I know that poverty in our country is an issue. A massive, often ignored issue that we may even see on a daily basis but choose to ignore like that pesky broken spring in the mattress we roll away from in hazy sleep. In fairness, it seems almost futile to try to wrap a hand around these things that are so beyond our command, take hold of them and try. I’ve read the articles, often interspersed between the latest organic food trend, and Kardashian beauty tips. The situation is becoming worse, worse than the Great Depression. But, again I’m human, so I push it to the back of my mind, meanwhile worrying about my own financial, mental, superficial problems.

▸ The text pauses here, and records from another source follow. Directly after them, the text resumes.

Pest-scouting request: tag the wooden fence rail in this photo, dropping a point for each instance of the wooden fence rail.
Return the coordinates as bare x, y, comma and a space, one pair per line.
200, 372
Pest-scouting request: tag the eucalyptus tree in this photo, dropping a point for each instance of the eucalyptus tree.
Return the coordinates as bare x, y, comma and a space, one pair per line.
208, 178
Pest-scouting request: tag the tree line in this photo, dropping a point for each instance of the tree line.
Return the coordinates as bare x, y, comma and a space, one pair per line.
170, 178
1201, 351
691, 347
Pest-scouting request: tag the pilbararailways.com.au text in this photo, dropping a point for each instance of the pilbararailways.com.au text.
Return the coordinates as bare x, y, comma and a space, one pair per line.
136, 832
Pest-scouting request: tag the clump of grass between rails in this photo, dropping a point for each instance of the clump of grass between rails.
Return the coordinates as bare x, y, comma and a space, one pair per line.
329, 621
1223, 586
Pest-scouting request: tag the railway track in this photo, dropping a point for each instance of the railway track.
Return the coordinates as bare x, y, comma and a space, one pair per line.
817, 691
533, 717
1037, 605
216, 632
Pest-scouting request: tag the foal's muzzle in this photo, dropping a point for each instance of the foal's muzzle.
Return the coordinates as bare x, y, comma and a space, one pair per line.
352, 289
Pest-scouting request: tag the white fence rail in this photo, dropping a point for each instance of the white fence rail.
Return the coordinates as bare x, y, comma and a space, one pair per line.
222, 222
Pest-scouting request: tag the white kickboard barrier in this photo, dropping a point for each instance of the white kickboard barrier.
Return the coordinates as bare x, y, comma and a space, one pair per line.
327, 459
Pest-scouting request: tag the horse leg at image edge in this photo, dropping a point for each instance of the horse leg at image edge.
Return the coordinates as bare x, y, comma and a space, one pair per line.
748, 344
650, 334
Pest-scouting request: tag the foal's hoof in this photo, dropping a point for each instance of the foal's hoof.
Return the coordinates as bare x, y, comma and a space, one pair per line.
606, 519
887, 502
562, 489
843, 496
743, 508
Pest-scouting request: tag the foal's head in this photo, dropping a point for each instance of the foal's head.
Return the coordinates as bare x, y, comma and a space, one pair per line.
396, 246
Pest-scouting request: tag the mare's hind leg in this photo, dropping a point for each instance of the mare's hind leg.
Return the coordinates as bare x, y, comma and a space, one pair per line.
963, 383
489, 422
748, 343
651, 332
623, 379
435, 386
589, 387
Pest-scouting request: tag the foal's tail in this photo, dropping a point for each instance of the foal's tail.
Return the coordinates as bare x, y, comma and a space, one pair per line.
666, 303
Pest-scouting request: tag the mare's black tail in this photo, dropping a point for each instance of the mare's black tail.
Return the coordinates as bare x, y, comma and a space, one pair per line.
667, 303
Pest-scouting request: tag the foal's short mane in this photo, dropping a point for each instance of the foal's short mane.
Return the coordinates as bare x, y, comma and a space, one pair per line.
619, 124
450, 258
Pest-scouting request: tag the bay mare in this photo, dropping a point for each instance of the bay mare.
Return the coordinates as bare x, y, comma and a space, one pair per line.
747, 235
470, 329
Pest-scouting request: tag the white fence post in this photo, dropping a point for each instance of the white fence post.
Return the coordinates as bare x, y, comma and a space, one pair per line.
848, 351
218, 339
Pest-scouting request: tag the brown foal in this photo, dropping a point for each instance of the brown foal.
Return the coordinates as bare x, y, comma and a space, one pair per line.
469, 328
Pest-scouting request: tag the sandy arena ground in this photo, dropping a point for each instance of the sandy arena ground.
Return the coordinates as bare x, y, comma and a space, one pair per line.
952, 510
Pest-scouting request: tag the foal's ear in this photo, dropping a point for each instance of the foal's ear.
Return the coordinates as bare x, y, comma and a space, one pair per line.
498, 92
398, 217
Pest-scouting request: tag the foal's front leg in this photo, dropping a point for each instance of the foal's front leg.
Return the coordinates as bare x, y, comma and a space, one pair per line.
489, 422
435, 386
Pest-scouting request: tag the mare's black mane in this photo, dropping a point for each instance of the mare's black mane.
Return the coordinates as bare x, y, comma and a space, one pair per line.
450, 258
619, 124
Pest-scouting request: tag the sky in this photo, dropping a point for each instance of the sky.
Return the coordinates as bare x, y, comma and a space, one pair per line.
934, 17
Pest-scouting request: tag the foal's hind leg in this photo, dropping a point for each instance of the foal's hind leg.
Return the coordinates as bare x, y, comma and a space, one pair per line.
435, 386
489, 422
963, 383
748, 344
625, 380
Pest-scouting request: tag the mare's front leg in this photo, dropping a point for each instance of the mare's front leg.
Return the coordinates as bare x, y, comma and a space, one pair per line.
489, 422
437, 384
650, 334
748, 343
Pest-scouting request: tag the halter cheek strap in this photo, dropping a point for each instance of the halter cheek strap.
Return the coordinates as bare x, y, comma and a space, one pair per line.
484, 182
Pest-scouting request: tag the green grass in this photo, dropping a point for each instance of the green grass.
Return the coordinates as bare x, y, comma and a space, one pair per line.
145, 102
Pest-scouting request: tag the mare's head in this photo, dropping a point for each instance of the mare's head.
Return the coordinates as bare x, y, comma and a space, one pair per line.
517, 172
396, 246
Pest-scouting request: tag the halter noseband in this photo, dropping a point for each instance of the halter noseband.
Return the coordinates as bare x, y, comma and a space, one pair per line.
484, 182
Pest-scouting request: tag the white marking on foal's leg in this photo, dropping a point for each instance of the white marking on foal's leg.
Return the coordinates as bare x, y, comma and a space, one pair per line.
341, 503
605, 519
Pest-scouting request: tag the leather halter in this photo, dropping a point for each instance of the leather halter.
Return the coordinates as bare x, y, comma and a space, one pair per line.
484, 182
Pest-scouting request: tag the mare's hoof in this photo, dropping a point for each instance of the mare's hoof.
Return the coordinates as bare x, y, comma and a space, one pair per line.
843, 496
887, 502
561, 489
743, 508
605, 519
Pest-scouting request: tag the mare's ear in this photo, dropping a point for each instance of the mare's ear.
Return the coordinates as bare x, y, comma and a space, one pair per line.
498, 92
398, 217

Modern man has evolved at an astounding pace, so astounding, in fact that we may have given up small bits of our humanity in the leap. When we have food, shelter, and warmth, we have become more and more unhappy with the lack of frivolous “essentials” as opposed to the basic human needs. Essentially, we’re unhappy due to boredom. But what if we really didn’t have these essentials? Shelter, food, safe water to drink, or even a safe place to lay our heads at night; truly, I wouldn’t even begin to know what that feels like. I’ve always had a roof over my head and food to keep me satiated. Compared to the millions of children that are struggling just to survive, it all seems incredibly trivial really. There are huddled masses of these children but only a handful of people that find themselves called to wrap them up in just enough light and warmth so that they can bloom.

I’ve been inspired by this wonderful woman and her daughter’s will to continue her Mother’s ever reaching grace. It is never too late to try to make a difference in the world.

So, back to the action part — I would like to document my journey within this column. I’ll be signing up for various food banks and as many volunteer organizations as I can fit into my timeline in an attempt to hold on to at least a fraction of the good that Rita gave to this world. I’ve become so cynical that the smallest gesture of humanity throws me back on my heels a bit. But what if we all gave that little glimpse when we could? More than just giving our change into the charity jar at the cash register, what would that add up to? A step above, albeit a small one at first, it could add up to real humanity — real reach. I soon realized in researching where I could sign up to volunteer, that I should have done so years ago. These sites require around 2-3 hours of a commitment a week and there really is no excuse not to. Though I may never live up to an angel, I can see no reason I can’t offer some small sentiment of refuge.